Wednesday, May 13, 2015

I'm considering starting a trading blog based on the idea of testing Entry signals for statistical significance. Is this something you would be interested in reading?

The idea behind the blog would be to use a simple stats test (binomial test), on various entry strategy to see if the entries are actually better then random.

Generally, I'd test for...

  • Higher then at entry

  • Much higher then at entry

  • Much lower then at entry

The much higher and much lower breakpoints would be based on a % of the average true range.

The time frames after entry tested would be for short, medium, and long term, those being relative to the strategy itself. (EG: For an opening range breakout, I'd test 5 minutes after breakout, an hour after breakout, and end of day)

Now I don't subscribe to the idea that a chart is a chart is a chart, and that the same patterns that work on a daily chart work on a 5 minute chart. I also don't subscribe to the idea that the same patterns that work on one trading instrument work on all instruments.

Consequently, for each signal I'm testing, I would test it under a range of conditions, with a couple different symbols for the sake of thoroughness.

Currently, my candidates would be...

Index ETFS SPY QQQ IWM

Non-equity ETF TLT GLD USO

High Beta NYSE TEX MTW MTG YOKU SUNE

High Beta Nasdaq KERX JASO PEIX ODP ACAD

Low Beta NYSE SO ED DUK CMS DPS

Low Beta Nasdaq NBIX ARCP AMAG AGNC MEMP

While this is already a big list of things to be running tests on, it so far likely underweights small caps, which could conceivably behave differently. It is biased towards high volume instruments, which would likely move differently as well.

Testing setups across multiple categories ensures that if a pattern works for only certain types of stocks, it can still be found.

Testing setups across multiple stocks inside the categories is similar to a mini-replication.

Note though that there is still a bit of a bias if we check over the same timeframe, and it turns out the data is correlated, and so anything that looks particularly promising would be replicated later using data from a different time period.

Here are some quick ideas to get a scope of the kind of things I might test.
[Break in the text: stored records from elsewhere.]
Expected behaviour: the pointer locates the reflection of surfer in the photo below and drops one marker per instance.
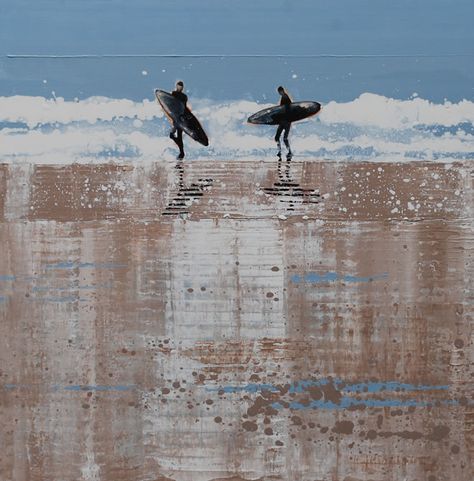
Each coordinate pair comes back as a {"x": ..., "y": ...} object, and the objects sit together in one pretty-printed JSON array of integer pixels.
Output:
[
  {"x": 178, "y": 138},
  {"x": 284, "y": 125}
]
Most of these are daytrading ideas, although I could test longer term position/swing trading ideas if people express interest.
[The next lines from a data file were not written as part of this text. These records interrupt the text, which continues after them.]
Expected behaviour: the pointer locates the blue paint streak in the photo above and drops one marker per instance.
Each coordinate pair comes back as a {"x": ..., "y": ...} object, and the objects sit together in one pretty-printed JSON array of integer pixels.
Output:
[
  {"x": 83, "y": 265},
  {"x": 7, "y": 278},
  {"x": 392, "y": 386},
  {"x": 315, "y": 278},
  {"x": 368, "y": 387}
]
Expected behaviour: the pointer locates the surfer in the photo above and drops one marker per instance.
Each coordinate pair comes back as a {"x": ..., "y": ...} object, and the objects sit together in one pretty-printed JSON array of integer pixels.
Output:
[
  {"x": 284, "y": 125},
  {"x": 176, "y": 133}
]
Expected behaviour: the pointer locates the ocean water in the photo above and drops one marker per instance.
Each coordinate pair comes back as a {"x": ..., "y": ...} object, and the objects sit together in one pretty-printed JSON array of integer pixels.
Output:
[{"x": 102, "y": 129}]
  1. Opening Range breakout, 20 minute opening range.
  2. Opening Range breakout, 20 minute opening range, breakout between 10:00 and 11:00.
  3. Opening Range breakout, 20 minute opening range, breakout between 11:00 and 2:30.
  4. Bounce off even dollar levels among stocks between $100-$200, using VWAP to filter for trend direction. Test $30-$80 stocks with half dollar levels, test $250+ stocks with levels ending in 5 or 0. ($255, $260, $265 ...)
  5. Breakout of last 5 days high
  6. Breakout of last 5 days high when high wasn't set yesterday. (signifying a need for it to 'cool off')
  7. Breakout of last 5 days high when high WAS set yesterday. (Does momentum from yesterday continue?)
  8. Breakout of last 5 days high when high was set yesterday, and close was above the high.
  9. last 5 days high when... Breakout via Gap
  10. when... Breakout happens between 9:30 and 10:00
  11. when... Breakout between 10:00 and 11:00
  12. when... Breakout between 11:00 and 2:30
  13. when... Breakout between 2:30 and 4:00
  14. Entry in direction of breakout if volume in first 5 minutes of breakout is greater then 5% of Average Daily Volume.
  15. idea 14 but filtered by time
  16. idea 14 but filtered by index movement. (take trade only if ES Futures are within 4 ticks of their high of day)
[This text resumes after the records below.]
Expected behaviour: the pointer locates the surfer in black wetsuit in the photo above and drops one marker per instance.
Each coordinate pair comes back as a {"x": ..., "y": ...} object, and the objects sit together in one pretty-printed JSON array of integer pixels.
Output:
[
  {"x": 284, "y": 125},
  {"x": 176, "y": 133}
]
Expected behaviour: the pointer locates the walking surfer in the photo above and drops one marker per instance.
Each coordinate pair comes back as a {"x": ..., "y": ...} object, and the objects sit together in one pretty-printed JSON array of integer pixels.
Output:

Etc. What I would likely try to do is cover a specific theme every week. So perhaps 5 day high/low breakouts is one week. Opening Range breakouts is another week. Gaps might be a third week, and fade strategies based on ATR or Crabel-style stretch values could be a 4th week.

During the week, I'd cover a number of variations on the idea, and with each variation I'd run the tests on the lists of candidates above. This might tell us things like, 'opening range breakouts on high volume are generally much higher one hour later on high beta NYSE stocks (p<0.01), high beta NASDAQ stocks (p<0.05) but not low beta stocks or major index etfs'.

Is this kind of blog you would be interested in reading? Is there anything specifically you would want to see covered?

  • Commodities?

  • Bonds?

  • Small caps?

  • Low volume stocks (<500,000 average daily volume)?

  • Low price stocks (trading at <$5.00)?

  • News plays (I'd probably filter for gap>10%)?

tldr: If I start a trading blog focused purely on entry signals, and testing those entry signals for statistical significance, would you read it?